Database of Original Media 130
[0038] Database of original media 130 may include a conventional
database that stores any type of media in any language. The media
stored in database 130 may correspond to the metadata in metadata
database 120, in other words, the original media may include the
data from which the metadata was created. In other implementations,
database 130 may contain additional media for which there is no
corresponding metadata in metadata database 120.
[0039] FIG. 5 is an exemplary diagram of database of original media
130 according to an implementation consistent with the principles
of the invention. Database 130 may include multiple original media
files 510. Each of media files 510 may store data from an original
input stream. For example, a media file 510 may correspond to an
audio stream. In this case, the audio stream may be processed by a
known audio compression technique, such as MP3 compression, and
stored in media file 510. Another media file 510 may correspond to
a video stream. In this case, the video stream may be processed by
a known video compression technique, such as MPEG compression, and
stored in media file 510. Yet another media file 510 may correspond
to a text stream, such as news wire. In this case, the text stream
may be processed by a known text compression technique and stored
in media file 510. Where storage space is not limited, the media
may be stored uncompressed.
[0040] The original media um be stored in such a way that it is
easily retrievable as a whole and in portions. For example, a
portion of an audio file may be retrieved by specifying that the
portion of the file that, occurred between 8:05 a.m. and 8:08 a.m.

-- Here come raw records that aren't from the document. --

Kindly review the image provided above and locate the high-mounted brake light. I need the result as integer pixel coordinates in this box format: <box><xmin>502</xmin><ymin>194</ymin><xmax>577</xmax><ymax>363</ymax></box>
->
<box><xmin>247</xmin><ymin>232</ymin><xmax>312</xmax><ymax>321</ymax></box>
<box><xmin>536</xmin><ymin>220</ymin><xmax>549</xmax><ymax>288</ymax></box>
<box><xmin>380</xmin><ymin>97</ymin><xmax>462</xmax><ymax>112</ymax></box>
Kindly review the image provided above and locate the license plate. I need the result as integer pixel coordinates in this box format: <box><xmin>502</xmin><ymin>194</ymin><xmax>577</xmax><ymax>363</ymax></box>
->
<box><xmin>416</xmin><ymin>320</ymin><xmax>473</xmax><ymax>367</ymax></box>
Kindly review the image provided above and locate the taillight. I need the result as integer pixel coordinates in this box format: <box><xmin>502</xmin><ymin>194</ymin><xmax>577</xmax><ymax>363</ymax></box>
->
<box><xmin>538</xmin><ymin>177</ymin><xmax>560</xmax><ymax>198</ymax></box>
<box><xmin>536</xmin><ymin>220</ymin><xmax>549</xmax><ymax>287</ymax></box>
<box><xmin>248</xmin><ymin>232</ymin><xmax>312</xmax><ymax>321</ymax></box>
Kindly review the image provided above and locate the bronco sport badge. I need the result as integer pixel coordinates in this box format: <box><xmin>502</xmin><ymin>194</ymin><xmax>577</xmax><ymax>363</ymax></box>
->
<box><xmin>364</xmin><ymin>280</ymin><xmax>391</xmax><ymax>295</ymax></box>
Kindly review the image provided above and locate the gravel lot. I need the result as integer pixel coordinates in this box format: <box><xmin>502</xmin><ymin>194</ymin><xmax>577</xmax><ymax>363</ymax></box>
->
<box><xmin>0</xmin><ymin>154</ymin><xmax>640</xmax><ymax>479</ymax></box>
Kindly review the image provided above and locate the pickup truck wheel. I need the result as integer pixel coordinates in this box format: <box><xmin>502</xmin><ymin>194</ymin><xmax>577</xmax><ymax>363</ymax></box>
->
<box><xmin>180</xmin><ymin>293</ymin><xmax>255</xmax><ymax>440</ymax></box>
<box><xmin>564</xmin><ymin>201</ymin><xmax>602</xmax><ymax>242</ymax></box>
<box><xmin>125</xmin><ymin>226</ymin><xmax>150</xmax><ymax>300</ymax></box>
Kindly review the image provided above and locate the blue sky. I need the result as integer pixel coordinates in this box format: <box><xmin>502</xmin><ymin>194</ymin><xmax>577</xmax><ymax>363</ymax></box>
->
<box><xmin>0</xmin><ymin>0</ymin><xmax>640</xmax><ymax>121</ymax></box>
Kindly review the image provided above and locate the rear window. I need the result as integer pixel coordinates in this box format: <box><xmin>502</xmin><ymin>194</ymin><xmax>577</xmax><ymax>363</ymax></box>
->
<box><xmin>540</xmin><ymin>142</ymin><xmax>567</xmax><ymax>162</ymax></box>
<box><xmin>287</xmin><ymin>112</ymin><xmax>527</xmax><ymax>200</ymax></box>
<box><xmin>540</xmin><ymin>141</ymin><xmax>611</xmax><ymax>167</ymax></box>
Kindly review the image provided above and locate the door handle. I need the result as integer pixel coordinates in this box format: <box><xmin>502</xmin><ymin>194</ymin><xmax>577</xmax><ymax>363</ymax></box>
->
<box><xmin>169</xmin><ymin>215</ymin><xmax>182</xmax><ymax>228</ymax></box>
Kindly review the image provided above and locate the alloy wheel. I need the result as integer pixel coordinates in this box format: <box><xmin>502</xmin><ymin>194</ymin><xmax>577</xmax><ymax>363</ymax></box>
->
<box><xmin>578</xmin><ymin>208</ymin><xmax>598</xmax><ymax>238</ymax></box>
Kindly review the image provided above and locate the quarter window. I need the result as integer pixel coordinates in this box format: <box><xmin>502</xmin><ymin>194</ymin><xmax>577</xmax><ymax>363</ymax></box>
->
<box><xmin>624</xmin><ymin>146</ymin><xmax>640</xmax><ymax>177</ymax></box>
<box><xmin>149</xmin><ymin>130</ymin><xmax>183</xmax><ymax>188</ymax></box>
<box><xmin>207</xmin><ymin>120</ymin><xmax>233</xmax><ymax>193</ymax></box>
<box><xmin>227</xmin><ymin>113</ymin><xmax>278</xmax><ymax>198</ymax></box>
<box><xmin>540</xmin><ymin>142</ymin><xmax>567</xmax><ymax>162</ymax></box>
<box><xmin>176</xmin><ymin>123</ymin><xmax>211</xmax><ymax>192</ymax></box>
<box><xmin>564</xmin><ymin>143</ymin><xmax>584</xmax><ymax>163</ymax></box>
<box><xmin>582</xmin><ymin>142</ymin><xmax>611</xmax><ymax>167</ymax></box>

is desired. The database 130 may then provide, the desired audio as
streaming audio to client 140, for example.
Client 140
[0041] Client 140 may include a personal computer, a laptop, a
personal digital assistant, or another type of device that is
capable of interacting with server 110 and database of original
media 130 to obtain information of interest. Client 140 may present
the information to a user via a graphical user interface (GUI),
possibly within a web browser window.
[0042] FIG. 6 is an exemplary diagram of client 140 according to an
implementation consistent with the principles of the invention.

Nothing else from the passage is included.